Bacteriophages-Key to counter antibiotic resistance found in kitchen Sponge

Published On 2019-06-25 13:35 GMT   |   Update On 2019-06-25 13:35 GMT

Researchers from the New York Institute of Technology have found that Bacteriophages key to counter Antibiotic resistance may be living in household kitchen sponges. As the threat of antibiotic resistance increases, bacteriophages, or phages for short, may prove useful in fighting bacteria that cannot be killed by antibiotics alone. The research is presented at ASM Microbe, the annual meeting of the American Society for Microbiology.


Antibiotic resistance is on the rise and Bacteriophages are seen as a possible therapy against multi-drug-resistant strains of many bacteria. Antibiotic resistance is one of the biggest threats to global health, food security, and development today. Bacteriophages — or phages — are viruses that target and kill bacteria. They live anywhere there are bacteria, including soil and water, and are being explored as an alternative treatment for drug-resistant infections.


A kitchen sponge is exposed to all kinds of different microbes, which form a vast microbiome of bacteria. Phages are the most abundant biological particles on the planet and are typically found wherever bacteria reside. With this understanding, kitchen sponges seemed a likely place to find them.


This project began as part of an undergraduate research class with seven students at the New York Institute of Technology (NYIT) in Old Westbury, New York.

Students in a research class isolated bacteria from their own used kitchen sponges and then used the bacteria as bait to find phages that could attack it. Two students successfully discovered phages that infect bacteria living in their kitchen sponges. "Our study illustrates the value in searching any microbial environment that could harbour potentially useful phages," said Brianna Weiss, a Life Sciences student at New York Institute of Technology.


The researchers decided to "swap" these two phages and see if they could cross-infect the other person's isolated bacteria. Consequently, the phages did kill the other's bacteria. "This led us to wonder if the bacteria strains were coincidentally the same, even though they came from two different sponges," said Weiss.

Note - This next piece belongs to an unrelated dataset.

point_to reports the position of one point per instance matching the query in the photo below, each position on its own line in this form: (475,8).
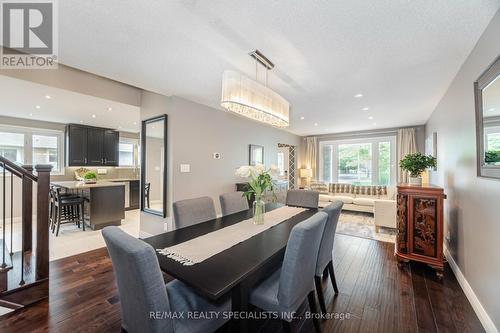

The researchers compared the DNA of both isolated strains of bacteria and discovered that they were both members of the Enterobacteriaceae family. These bacteria belong to a rod-shaped group of microbes commonly found in feces, where some cause infections in hospital settings. Although the strains are closely related, when performing biochemical testing they found chemical variations between them.


"These differences are important in understanding the range of bacteria that a phage can infect, which is also key to determining its ability to treat specific antibiotic-resistant infections," said Weiss. "Continuing our work, we hope to isolate and characterize more phages that can infect bacteria from a variety of microbial ecosystems, where some of these phages might be used to treat antibiotic-resistant bacterial infections."


The course was funded through internal grants provided by (NYIT), which also supported our later work to further characterize the isolated bacteria and bacteriophages. This second phase of our work will be presented on a poster at ASM Microbe on Sunday, June 23rd.